YOUR SOLIN GENERATED RECIPE
Seared Fish Fillets with Creamy Yam Mash and Steamed Peas
Pan-seared cod fillets served over a velvety yam mash with sweet steamed peas, finished with a touch of grass-fed ghee for a rich, buttery finish.
INGREDIENTS
8 oz Cod Fillet
10.5 oz Sweet Potato (Yam)
1 cup Green Peas
1/4 cup Whole Milk
1/2 tbsp Ghee
2 tsp Olive Oil
PREPARATION
Peel the yams and cut them into 1-inch cubes.
Place the yams in a pot of boiling water and cook for 15 minutes or until fork-tender.

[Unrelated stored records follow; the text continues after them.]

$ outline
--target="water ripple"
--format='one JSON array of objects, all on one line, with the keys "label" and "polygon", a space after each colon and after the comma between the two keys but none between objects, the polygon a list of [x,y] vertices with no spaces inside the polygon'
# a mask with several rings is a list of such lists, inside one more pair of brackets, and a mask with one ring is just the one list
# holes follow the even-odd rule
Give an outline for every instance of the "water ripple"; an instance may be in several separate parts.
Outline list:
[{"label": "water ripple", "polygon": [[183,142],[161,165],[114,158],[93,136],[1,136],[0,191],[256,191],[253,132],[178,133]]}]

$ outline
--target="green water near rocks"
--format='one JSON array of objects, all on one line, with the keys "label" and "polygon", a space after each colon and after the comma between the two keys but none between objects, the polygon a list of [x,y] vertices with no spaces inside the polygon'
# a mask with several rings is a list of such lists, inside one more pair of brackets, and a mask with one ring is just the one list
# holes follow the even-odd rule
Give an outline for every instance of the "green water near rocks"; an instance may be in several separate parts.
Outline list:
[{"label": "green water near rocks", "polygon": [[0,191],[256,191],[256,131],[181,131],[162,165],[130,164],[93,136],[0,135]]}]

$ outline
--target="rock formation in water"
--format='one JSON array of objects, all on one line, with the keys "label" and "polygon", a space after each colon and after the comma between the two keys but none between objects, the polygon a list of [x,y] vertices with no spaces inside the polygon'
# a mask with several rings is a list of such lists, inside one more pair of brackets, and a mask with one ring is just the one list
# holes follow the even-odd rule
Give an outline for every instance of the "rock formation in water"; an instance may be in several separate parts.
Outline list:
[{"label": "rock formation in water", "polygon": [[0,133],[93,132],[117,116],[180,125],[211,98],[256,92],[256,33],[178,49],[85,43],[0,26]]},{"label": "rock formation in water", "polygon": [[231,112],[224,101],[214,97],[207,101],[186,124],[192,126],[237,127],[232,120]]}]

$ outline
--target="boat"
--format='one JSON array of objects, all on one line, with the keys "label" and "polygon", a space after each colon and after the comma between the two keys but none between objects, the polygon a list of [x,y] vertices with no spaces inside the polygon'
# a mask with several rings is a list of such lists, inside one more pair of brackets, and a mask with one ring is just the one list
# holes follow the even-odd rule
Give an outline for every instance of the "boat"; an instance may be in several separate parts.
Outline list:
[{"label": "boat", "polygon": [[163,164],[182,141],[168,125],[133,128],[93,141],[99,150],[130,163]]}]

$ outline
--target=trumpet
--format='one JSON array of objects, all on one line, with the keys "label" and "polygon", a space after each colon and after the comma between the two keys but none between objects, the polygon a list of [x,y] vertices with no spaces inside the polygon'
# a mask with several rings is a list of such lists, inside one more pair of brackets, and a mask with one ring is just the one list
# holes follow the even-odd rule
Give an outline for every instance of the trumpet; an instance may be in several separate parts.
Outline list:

Pat the fish fillets completely dry with paper towels and season with sea salt and black pepper.
Heat the olive oil in a large non-stick skillet over medium-high heat.
Place the fish in the skillet and sear for 4-5 minutes per side until golden and opaque throughout.
Steam the peas in a small amount of water for 3-4 minutes until bright green and tender.
Drain the yams and return them to the pot.
Add the milk and ghee to the yams and mash until smooth and creamy.
Plate the creamy yam mash alongside the seared fish and steamed peas.